3 pengabaian sidang juri di RI dalam kasus suap TNI AL
Tiga orang yang dituduh melakukan skema suap yang menurut jaksa merugikan Angkatan Laut AS sebesar $10 juta telah mengesampingkan persidangan juri, dan seorang hakim federal di Rhode Island akan memutuskan apakah mereka bersalah dalam sidang pengadilan yang dijadwalkan akan dimulai pada bulan Juni.
Hakim Distrik AS Mary Lisi pada hari Jumat menyetujui permintaan untuk mengesampingkan persidangan juri oleh Ralph Mariano, 55, dari South Arlington, Va., pacarnya, Mary O’Rourke, 49, dan ayahnya, Ralph Mariano Jr., 81, dari North Providence , RI Mariano dan O’Rourke yang lebih muda didakwa dengan dakwaan termasuk konspirasi, pencurian properti pemerintah, dan penipuan kawat.

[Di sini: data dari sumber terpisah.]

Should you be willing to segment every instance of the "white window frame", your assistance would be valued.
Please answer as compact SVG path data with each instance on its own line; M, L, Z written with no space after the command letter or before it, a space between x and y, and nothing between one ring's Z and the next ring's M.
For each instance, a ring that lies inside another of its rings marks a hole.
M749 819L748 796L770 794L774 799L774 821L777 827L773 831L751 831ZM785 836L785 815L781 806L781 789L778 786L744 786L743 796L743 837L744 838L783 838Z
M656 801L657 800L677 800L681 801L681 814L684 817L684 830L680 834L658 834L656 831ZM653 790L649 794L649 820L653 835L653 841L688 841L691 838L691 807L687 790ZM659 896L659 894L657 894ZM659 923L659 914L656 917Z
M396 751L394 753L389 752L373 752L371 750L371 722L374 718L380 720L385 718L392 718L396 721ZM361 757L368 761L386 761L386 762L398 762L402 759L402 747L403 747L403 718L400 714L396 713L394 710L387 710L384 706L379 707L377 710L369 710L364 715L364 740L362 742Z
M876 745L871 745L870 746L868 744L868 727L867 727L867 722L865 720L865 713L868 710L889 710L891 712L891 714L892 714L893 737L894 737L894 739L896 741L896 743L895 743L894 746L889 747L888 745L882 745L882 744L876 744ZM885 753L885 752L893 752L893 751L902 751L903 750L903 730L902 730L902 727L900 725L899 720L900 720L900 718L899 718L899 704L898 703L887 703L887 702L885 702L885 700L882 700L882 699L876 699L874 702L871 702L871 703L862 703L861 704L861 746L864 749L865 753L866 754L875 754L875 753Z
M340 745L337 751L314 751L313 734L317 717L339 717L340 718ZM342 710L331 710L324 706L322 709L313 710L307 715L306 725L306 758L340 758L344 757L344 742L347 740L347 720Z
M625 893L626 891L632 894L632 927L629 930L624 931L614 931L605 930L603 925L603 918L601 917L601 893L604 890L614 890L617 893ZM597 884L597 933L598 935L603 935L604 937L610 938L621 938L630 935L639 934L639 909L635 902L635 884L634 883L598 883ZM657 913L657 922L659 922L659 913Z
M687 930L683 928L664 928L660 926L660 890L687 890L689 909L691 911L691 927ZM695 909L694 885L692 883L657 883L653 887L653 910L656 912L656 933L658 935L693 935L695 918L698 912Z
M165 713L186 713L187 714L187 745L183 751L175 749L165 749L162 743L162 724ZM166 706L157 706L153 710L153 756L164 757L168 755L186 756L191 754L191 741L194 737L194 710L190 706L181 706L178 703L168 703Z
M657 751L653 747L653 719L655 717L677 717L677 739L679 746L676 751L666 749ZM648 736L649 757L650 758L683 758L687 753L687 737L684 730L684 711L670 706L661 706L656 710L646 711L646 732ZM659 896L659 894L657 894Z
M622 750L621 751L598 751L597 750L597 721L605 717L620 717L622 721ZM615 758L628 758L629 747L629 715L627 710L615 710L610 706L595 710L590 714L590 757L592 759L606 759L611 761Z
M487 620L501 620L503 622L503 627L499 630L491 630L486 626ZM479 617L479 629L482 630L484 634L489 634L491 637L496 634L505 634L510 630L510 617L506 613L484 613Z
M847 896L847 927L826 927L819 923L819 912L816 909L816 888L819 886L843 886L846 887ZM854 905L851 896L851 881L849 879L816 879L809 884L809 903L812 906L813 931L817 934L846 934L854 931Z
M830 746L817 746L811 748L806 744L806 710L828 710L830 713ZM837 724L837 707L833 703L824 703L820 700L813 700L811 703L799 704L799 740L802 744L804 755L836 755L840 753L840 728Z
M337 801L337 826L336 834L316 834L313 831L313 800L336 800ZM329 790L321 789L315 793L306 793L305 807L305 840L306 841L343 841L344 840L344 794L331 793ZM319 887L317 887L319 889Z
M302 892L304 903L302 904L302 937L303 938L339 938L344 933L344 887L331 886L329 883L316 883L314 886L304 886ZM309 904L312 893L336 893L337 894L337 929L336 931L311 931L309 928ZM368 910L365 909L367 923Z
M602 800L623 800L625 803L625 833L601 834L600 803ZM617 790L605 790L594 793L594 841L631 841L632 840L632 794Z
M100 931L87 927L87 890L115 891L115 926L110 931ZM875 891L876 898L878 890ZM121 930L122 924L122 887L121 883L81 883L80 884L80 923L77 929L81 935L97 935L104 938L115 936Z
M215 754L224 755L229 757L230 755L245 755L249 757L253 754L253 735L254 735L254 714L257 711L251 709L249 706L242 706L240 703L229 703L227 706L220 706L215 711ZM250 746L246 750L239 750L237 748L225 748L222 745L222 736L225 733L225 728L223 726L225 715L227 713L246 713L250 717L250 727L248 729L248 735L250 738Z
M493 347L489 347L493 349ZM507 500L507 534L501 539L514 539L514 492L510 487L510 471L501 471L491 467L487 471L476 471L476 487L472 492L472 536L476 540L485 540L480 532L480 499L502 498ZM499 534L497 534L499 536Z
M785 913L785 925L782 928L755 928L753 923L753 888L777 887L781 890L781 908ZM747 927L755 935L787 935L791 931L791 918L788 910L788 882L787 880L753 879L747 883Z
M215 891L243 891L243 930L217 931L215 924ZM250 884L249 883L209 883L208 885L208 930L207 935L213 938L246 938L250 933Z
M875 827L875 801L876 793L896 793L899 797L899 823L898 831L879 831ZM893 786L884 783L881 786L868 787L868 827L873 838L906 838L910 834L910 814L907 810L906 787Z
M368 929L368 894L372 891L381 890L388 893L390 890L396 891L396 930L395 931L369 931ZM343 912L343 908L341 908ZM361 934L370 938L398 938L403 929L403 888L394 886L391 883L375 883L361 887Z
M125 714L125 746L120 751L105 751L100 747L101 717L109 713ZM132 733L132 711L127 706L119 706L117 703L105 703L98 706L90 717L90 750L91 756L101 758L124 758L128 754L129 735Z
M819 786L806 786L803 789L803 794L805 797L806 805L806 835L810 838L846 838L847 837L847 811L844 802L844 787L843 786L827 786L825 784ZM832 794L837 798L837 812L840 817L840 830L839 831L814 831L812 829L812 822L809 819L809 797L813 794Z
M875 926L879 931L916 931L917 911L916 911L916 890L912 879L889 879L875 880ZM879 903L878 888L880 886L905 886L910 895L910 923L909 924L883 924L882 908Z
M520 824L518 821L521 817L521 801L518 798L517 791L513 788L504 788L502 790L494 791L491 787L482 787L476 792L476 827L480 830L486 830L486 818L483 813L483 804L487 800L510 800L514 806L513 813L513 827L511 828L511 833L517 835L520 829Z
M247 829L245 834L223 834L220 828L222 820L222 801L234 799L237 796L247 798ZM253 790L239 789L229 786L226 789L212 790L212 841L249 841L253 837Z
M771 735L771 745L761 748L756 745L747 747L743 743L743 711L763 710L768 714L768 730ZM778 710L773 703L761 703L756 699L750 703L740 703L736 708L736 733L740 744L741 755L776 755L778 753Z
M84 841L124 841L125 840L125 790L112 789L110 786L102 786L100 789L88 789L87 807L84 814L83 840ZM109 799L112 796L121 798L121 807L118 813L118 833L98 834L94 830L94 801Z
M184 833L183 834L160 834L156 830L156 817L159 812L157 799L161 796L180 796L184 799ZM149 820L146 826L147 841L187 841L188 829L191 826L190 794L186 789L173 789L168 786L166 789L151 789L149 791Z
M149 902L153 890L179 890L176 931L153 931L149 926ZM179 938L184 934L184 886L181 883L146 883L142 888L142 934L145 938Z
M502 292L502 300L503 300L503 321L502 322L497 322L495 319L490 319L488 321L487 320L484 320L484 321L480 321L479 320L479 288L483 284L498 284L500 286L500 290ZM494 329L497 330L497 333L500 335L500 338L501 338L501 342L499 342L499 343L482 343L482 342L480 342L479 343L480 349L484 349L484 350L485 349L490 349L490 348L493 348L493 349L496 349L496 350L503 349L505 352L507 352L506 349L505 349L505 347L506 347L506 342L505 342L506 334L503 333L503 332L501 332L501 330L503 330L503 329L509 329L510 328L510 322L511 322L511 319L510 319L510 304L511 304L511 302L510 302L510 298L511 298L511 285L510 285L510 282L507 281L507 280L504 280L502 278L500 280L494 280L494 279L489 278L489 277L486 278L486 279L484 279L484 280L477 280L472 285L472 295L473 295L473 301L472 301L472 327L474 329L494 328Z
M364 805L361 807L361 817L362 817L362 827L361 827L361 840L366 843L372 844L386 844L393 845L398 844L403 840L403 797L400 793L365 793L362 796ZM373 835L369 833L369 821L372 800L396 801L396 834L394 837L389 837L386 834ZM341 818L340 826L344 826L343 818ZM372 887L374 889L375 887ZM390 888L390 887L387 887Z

Mariano Jr. didakwa melakukan penggelapan pajak, begitu pula putranya.
Ketiganya mengaku tidak bersalah.
Mariano yang lebih muda adalah pegawai sipil di Pusat Perang Bawah Laut Angkatan Laut hingga tahun 2011, ketika dia dan orang lain didakwa dalam dugaan skema tersebut. Jaksa mengatakan dia mempunyai kekuasaan untuk mengizinkan atau menolak pembayaran kepada kontraktor dan menggunakan kekuasaan itu untuk mengatur skema di mana dia akan menyetujui pembayaran kepada kontraktor Angkatan Laut yang berbasis di Georgia, Advanced Solutions for Tomorrow, atau ASFT, yang kemudian uangnya akan dikembalikan. kepadanya, O’Rourke, ayahnya dan yang lainnya.
O’Rourke, seorang pengacara, adalah wakil presiden di ASFT, sebuah jabatan yang menurut jaksa penuntut diberikan kepadanya pada tahun 1998 atas arahan Mariano. ASFT juga mempunyai kantor di Middletown, RI.
Pada hari Jumat, Lisi menanyakan serangkaian pertanyaan kepada Mariano, ayahnya, dan O’Rourke untuk memastikan mereka memahami bahwa mereka melepaskan hak mereka untuk diadili dan bahwa dia sendiri yang akan memutuskan apakah mereka bersalah atau tidak. Mariano dan O’Rourke sama-sama menyebut kompleksitas kasus ini sebagai alasan mereka memilih sidang pengadilan. Pengacara Mariano, Robert Corrente, mengatakan bukti dalam kasus tersebut mencakup beberapa juta lembar kertas.
“Saya pikir Yang Mulia lebih baik mendengarkan kasus ini dan membuat keputusan akhir,” kata O’Rourke kepada Lisi saat menjelaskan mengapa dia melepaskan haknya untuk diadili sebagai juri.
Mariano Jr. mengatakan dia pikir dia akan lebih baik jika bersama hakim.
“Saya takut dengan 12 orang yang menentukan nasib saya,” kata Mariano jr. kata hakim. “Saya sudah memikirkannya dengan matang, dan inilah yang menurut saya terbaik.”
Tiga orang lainnya telah mengaku bersalah dalam kasus ini, namun belum dijatuhi hukuman. Mereka termasuk pemilik dan pendiri ASFT, Anjan Dutta-Gupta, dari Roswell, Ga., yang mengaku membayar suap sebesar $8 juta selama lebih dari satu dekade; Patrick Nagle, dari Marietta, Ga., mantan eksekutif ASFT, didakwa melakukan konspirasi untuk melakukan suap; dan Russell Spencer yang bertindak sebagai perantara untuk mendapatkan uang.